Well, compiler generates correct code somehow. This "somehow" should be enough for managing register interdependencies and stuff.

> Almost by definition, we write inline assembly to do things outside of what the compiler has knowledge about, because if the compiler knew, we could just write our code using the compiler input language.

> To do things outside of the set of things the compiler understands, we have to communicate some aspects of what we need and what we are doing back to the compiler so that it can interact with our inline assembly in a sensible manner. For this there are the constraints.

Constraints will be there and supplying additional information could be arranged. But for this? It's 2016.

static __always_inline unsigned long long rdtsc(void)
{
DECLARE_ARGS(val, low, high);

asm volatile("rdtsc" : EAX_EDX_RET(val, low, high));

return EAX_EDX_VAL(val, low, high);
}

If you dig out through one level of macros the "low" and "high" are "unsigned long" but they were "unsigned int" earlier and gcc generated dummy MOV instruction. Not much of a loss, of course, but knowledge about RDTSC clearing the upper half of a register will make this code efficient automatically. It would look something like:

#ifdef CONFIG_X86_64
uint64_t rdx, rax;
asm ((rdx, rax) = rdtsc();)
return (rdx <<32) | rax;
#else
uint32_t edx, eax;
asm ((edx, eax) = rdtsc();)
return ((uint64_t)edx <<32) | eax;
#endif

A guide to inline assembly code in GCC

Posted May 3, 2016 17:33 UTC (Tue) by nybble41 (subscriber, #55106) [Link]

> Well, compiler generates correct code somehow.

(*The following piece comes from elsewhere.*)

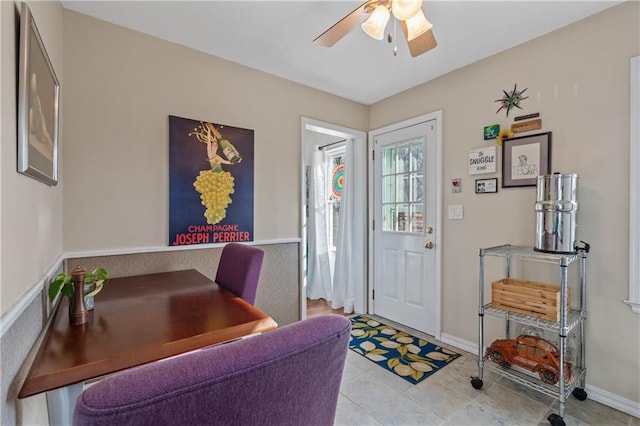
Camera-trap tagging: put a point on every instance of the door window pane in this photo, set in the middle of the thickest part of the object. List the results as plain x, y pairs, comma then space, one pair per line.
403, 187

The compiler generates correct code for the opcodes it uses. It knows nothing about any other opcodes which may appear in inline asm statements—to the compiler these are just opaque strings to be inserted directly into the listing passed to the assembler, which in turn only knows how to convert the opcodes into machine code, not what they actually do. Everything the compiler knows about how any given inline asm statement interacts with the rest of the program is based on the constraints specified by the programmer.

For RDTSC there is an inline intrinsic which is portable to at least GCC, Clang, and Visual C++: __rdtsc(). For GCC and Clang you need to #include <x86intrin.h> and for Visual C++ you need:

> #include <intrin.h>
> #pragma intrinsic(__rdtsc)

In all cases you simply write __rdtsc() and get a 64-bit integer, no inline asm required. Similar intrinsics exist for many other useful opcodes.

A guide to inline assembly code in GCC

Posted May 3, 2016 18:48 UTC (Tue) by khim (subscriber, #9252) [Link]

Well, compiler generates correct code somehow.

Well, yeah.

This "somehow" should be enough for managing register interdependencies and stuff.

Sure. But it's not called "somehow". It's called… drumroll… constraints. All the things which you could use are quite literally described in the same language you are using to describe your inline assembler. Here is description of x86 CPU. And here is an arm.

Compiler's CPU model does not have instructions like rdtsc or cpuid thus to generate correct code compiler most obtain that information… "somehow".

If you dig out through one level of macros the "low" and "high" are "unsigned long" but they were "unsigned int" earlier and gcc generated dummy MOV instruction. Not much of a loss, of course, but knowledge about RDTSC clearing the upper half of a register will make this code efficient automatically. It would look something like:
#ifdef CONFIG_X86_64 uint64_t rdx, rax; asm ((rdx, rax) = rdtsc();) return (rdx <<32) | rax; #else uint32_t edx, eax; asm ((edx, eax) = rdtsc();) return ((uint64_t)edx <<32) | eax; #endif

Sure. But that's not called "assembler" at this point. These are intrinsic. There are many of them and when they work - you should use them. But if they don't… then they don't—compiler must be teached to use the capabilities it knows nothing about.

If the constraints which so irritate you would have been were invented for the sole purpose of writing asm—it would have been strange. But the fact that you must use the same method which is used to teach compiler about CPU in the first place does not really looks surprising to me. I mean: what else would you use?